Books Reading Tonight
posted by June 4 at 10:14 AM
onThere is a gigantic slate of readings tonight including a couple of mysteries and a Poetry Slam.
First, at the Seattle Public Library, we have C.D. Wright reading from Rising, Falling, Hovering. Angela Garbes tells you why you should go:
There is no one like Wright. Her voice—crackling and edgy, corporeal and erotic—carries with it the sound and feeling of her birthplace, the Ozark Mountains of Arkansas, though she’s lived the last 20 years outside of Providence, where she teaches at Brown University. She has an uncanny and characteristic reverence for both the vernacular and the esoteric, which leads to riveting and rare depictions of American culture.
If you’re more into fiction, Nam Le reads from The Boat, a collection of seven stories, at Elliott Bay Book Company tonight. I have not read Nam Le, but he is a young author under 30 who has already won the Pushcart Prize, so that pretty much certifies that he is a specific kind of good, at the very least.
Up at the University Book Store, Steven Wax reads from Kafka Comes to America: Fighting For Justice in the War on Terror. It’s about civil rights. And down at Town Hall, Michael Kinsley reads from a collection of essays. Kinsley can be very wrong, but he is also frequently right-on.
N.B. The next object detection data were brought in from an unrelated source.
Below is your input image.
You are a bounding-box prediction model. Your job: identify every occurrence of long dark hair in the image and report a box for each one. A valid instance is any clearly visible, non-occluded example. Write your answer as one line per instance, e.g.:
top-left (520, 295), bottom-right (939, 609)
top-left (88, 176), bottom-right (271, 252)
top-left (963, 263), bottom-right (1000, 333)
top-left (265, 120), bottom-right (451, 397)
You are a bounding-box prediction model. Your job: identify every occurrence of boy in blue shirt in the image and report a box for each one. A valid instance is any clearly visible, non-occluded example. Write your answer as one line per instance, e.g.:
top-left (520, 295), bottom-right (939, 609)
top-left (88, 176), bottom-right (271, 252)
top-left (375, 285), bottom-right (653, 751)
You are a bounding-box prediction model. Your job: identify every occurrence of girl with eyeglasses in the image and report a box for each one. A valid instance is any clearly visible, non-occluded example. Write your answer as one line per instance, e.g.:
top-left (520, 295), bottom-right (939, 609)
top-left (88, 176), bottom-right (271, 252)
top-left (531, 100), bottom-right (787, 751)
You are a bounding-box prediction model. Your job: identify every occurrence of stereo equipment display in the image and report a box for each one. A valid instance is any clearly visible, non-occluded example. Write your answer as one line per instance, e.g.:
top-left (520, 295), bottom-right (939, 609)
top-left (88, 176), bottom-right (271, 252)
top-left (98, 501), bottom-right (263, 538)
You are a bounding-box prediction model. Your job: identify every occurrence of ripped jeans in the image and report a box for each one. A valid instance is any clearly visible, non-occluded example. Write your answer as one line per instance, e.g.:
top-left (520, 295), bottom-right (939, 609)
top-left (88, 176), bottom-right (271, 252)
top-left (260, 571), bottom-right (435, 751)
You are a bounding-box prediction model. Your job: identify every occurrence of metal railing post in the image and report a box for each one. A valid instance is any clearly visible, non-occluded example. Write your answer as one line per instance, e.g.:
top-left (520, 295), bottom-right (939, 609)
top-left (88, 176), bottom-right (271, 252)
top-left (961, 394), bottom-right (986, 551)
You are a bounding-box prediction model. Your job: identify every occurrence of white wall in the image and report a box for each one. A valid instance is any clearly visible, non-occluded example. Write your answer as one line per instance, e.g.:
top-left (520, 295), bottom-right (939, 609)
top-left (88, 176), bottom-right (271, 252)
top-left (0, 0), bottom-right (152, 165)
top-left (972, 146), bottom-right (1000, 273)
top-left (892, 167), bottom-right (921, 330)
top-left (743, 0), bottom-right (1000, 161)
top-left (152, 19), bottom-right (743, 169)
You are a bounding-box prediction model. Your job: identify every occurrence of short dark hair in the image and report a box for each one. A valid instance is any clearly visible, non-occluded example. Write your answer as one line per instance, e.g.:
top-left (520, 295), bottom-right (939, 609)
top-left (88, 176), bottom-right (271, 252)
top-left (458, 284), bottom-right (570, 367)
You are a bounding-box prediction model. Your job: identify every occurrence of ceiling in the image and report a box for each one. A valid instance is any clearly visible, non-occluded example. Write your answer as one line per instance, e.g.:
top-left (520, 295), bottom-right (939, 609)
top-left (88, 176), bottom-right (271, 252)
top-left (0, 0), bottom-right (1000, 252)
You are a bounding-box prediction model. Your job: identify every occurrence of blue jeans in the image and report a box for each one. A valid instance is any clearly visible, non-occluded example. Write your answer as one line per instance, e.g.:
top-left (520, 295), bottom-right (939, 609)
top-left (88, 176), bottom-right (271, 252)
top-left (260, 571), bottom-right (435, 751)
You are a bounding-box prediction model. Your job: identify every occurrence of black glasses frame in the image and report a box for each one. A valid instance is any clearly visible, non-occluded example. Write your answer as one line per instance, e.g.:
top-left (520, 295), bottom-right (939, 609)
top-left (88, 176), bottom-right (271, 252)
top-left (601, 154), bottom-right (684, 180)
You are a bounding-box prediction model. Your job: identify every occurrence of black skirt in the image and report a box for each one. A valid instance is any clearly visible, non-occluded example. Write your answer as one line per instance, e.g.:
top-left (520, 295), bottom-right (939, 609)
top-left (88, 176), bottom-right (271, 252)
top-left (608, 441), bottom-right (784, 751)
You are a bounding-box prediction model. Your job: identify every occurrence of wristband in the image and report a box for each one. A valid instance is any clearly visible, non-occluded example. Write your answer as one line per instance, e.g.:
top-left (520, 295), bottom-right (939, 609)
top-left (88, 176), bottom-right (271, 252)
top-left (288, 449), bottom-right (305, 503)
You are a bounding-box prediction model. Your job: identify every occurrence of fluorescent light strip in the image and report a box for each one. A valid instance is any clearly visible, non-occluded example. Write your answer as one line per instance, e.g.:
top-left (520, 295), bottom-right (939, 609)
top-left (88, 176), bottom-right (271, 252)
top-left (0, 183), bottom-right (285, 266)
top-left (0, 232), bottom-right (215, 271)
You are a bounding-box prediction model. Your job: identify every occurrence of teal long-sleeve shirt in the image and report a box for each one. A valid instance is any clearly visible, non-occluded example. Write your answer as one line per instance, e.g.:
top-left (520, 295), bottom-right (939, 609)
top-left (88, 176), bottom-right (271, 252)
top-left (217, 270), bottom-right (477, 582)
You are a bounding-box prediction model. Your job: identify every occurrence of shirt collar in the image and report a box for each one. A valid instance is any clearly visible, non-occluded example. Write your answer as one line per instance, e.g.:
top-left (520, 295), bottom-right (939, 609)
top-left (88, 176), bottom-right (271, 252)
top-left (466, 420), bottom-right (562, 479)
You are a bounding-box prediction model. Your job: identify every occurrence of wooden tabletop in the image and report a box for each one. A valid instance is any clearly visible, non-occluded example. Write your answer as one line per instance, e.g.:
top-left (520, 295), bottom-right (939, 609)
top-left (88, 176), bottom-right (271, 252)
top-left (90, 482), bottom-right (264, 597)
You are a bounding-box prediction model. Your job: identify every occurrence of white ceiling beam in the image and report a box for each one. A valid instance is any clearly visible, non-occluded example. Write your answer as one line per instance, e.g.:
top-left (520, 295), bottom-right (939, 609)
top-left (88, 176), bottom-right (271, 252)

And at the Chapel Performance space, Doug Nufer is reading with Janet Sarbanes as part of the Subtext reading series. Doug Nufer is a kick. Andrew Bleeker reviews Nufer’s latest, We Were Werewolves, also in the paper this week:
You can tell a Doug Nufer reading by the kind of laughter it inspires. Nufer won’t ask his audience for those wan chuckles chuckled by initiates in the presence of a flattering joke. That’s too easy for the author of Poem Noir, an increasingly elaborate series of poems that bends a sparse, hardboiled lexicon until it turns white-hot and creaks with genius. Nufer’s audiences laugh from pure surprise, and Nufer’s books remain surprising after multiple reads.